Asset: Intellectual Property - Repositories of Application Code
Here, the risk involves an engineer who has access to the code and makes the repository public or clones the repository and publishes it. Once exposed, this can be used by cyber-criminals to attack an application. Currently, there is no open source tool that addresses this problem.  To combat this, organizations should look for solutions that enable them to search repositories for company names or project names to detect. 

Asset: API Keys, Private Keys, Private or Secret application information
In this situation, we are dealing with secrets exposure which are leaked or accidentally added to development platforms as backup. When this happens, attackers in turn use these secrets to access applications or machines, and then pivot throughout an organization’s infrastructure. While organizations can leverage open source tools to monitor repositories that they own, they need to start leveraging other repositories that are public and they do not own. 
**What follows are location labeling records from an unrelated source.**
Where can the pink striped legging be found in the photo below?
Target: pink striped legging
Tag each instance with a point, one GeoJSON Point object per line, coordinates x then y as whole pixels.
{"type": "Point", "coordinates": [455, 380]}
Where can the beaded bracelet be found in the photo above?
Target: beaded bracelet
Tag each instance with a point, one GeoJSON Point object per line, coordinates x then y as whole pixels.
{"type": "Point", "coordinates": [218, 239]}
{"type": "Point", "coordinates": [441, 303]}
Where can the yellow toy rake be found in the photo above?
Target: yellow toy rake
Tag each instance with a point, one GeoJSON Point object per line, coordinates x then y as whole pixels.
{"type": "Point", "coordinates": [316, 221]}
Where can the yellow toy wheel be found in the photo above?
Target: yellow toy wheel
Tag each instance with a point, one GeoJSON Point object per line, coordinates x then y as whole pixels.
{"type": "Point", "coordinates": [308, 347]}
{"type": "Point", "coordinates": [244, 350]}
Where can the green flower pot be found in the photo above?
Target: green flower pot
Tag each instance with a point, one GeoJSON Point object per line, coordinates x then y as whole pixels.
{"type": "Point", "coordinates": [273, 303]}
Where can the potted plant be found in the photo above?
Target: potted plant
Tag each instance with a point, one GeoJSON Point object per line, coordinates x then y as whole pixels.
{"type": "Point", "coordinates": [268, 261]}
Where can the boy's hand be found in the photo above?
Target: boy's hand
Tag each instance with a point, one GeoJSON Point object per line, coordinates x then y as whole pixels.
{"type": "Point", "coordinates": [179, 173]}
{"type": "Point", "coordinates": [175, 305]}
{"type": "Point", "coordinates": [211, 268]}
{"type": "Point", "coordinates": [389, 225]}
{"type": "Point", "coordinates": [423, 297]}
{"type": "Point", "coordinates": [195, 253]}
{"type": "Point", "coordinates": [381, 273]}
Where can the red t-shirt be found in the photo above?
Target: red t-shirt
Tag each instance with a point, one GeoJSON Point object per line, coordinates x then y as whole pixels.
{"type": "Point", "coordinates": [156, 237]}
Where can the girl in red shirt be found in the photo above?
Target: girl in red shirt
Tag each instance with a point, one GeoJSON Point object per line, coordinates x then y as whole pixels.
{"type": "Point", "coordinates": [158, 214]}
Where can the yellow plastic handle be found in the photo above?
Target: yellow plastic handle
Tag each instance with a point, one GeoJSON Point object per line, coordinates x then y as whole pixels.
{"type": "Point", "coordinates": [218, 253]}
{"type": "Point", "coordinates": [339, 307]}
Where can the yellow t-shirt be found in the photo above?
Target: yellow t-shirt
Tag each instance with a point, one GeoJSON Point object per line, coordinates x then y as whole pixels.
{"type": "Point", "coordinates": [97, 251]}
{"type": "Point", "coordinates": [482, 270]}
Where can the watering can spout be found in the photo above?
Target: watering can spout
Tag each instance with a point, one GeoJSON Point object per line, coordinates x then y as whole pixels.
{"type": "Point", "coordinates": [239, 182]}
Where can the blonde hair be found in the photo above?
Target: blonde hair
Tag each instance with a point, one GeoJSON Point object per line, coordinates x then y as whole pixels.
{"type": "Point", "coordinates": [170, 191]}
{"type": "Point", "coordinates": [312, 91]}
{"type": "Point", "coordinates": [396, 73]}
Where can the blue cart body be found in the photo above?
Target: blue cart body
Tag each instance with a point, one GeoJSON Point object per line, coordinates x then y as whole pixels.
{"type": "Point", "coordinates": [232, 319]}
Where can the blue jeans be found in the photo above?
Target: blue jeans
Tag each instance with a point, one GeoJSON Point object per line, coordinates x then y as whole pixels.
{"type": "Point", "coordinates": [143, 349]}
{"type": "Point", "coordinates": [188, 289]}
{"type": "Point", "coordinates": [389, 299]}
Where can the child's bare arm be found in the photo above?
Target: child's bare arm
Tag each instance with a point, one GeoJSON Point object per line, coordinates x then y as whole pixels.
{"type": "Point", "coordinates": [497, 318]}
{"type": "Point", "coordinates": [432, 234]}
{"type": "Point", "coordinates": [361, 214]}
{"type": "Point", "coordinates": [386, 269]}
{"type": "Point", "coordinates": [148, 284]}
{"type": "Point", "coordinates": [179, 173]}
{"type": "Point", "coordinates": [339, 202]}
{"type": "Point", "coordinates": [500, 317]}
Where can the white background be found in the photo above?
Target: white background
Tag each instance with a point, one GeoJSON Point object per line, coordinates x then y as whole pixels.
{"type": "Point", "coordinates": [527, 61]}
Asset: Organizational infrastructure such as servers, endpoints and networking equipment
When a CVE is published, and an organization needs to prioritize patching, a PoC is published through educational purposes, leaks, malice or researcher frustration. Attackers in the wild can use the PoC to gain access to an organization’s infrastructure. To address this risk, organizations should leverage tools that have the ability to scan a myriad of data sources – especially development platforms – to monitor for chatter. 

Although securing development platforms have traditionally been an AppSec responsibility, they should also be a concern for security teams and incident response capabilities. The open nature of the web allows people to publish whatever they have on their computer onto these platforms. As a result, organizations need to ensure they can monitor these platforms according to their threat mode to build an in-depth defense strategy.